Wulf KE, Sun J, Wang C, Ho‐Plágaro T, Kwon C-T, Velandia K, Correa-Lozano A, Tamayo‐Navarrete MI, Reid JB, Garcia Garrido JM and Foo E

Plant and Cell Physiology
https://doi.org/10.1093/pcp/pcad124

Abstract

Symbioses with beneficial microbes are widespread in plants, but these relationships must balance the energy invested by the plants with the nutrients acquired. Symbiosis with arbuscular mycorrhizal (AM) fungi occurs throughout land plants, but our understanding of the genes and signals that regulate colonization levels is limited, especially in non-legumes. Here, we demonstrate that in tomato, two CLV3/EMBRYO-SURROUNDING REGION (CLE) peptides, SlCLE10 and SlCLE11, act to suppress AM colonization of roots.
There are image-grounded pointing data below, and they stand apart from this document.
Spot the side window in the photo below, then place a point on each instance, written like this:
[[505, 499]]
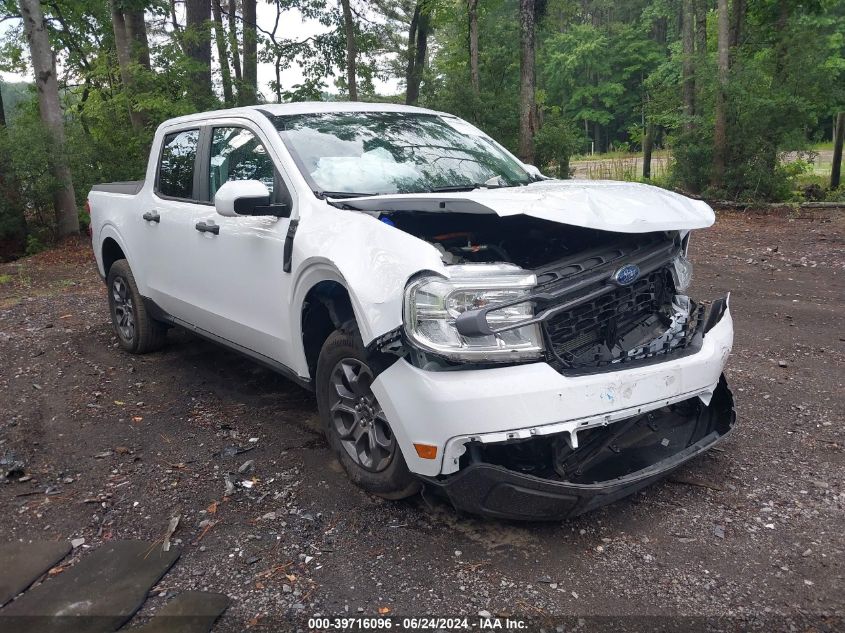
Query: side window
[[236, 154], [176, 170]]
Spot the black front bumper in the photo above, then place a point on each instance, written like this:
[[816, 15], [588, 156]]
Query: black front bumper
[[499, 492]]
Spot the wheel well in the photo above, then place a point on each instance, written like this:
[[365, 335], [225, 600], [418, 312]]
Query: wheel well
[[327, 307], [111, 253]]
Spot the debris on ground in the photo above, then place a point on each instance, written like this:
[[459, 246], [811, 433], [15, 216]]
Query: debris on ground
[[171, 528]]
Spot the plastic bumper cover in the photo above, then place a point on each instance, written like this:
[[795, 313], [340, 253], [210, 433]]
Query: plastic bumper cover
[[498, 492]]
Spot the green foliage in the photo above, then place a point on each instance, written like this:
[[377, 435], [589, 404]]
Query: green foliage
[[777, 92], [556, 142]]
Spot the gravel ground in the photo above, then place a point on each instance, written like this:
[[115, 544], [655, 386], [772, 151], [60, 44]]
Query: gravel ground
[[115, 445]]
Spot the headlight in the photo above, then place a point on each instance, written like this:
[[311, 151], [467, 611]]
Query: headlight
[[681, 273], [432, 304]]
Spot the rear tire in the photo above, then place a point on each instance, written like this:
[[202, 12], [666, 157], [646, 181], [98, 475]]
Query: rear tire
[[137, 332], [354, 422]]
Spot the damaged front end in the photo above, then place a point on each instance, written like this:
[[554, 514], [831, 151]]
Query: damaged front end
[[597, 303], [546, 478]]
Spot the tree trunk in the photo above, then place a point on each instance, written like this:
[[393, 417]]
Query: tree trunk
[[737, 21], [688, 77], [136, 31], [700, 8], [249, 89], [14, 232], [2, 111], [197, 39], [233, 42], [648, 145], [720, 138], [839, 135], [472, 7], [417, 49], [412, 47], [527, 96], [351, 51], [220, 39], [123, 47], [46, 83]]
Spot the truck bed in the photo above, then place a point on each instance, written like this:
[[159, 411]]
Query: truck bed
[[128, 187]]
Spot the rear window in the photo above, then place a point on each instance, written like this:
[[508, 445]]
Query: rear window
[[176, 170]]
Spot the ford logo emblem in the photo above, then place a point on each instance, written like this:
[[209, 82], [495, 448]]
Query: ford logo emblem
[[628, 274]]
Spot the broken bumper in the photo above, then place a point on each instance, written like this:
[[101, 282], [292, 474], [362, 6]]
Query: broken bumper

Mutant studies and overexpression via hairy transformation indicate that SlCLE11 acts locally in the root to limit AM colonization. Indeed, SlCLE11 expression is strongly induced in AM-colonized roots, but SlCLE11 is not required for phosphate suppression of AM colonization. SlCLE11 requires the FIN gene that encodes an enzyme required for CLE peptide arabinosylation to suppress mycorrhizal colonization. However, SlCLE11 suppression of AM does not require two CLE receptors with roles in regulating AM colonization, SlFAB (CLAVATA1 ortholog) or SlCLV2. Indeed, multiple parallel pathways appear to suppress mycorrhizal colonization in tomato, as double mutant studies indicate that SlCLV2 and FIN have an additive influence on mycorrhizal colonization. SlCLE10 appears to play a more minor or redundant role, as cle10 mutants did not influence intraradical AM colonization. However, the fact that cle10 mutants had an elevated number of hyphopodia and that ectopic overexpression of SlCLE10 did suppress mycorrhizal colonization suggests that SlCLE10 may also play a role in suppressing AM colonization. Our findings show that CLE peptides regulate AM colonization in tomato and at least SlCLE11 likely requires arabinosylation for activity.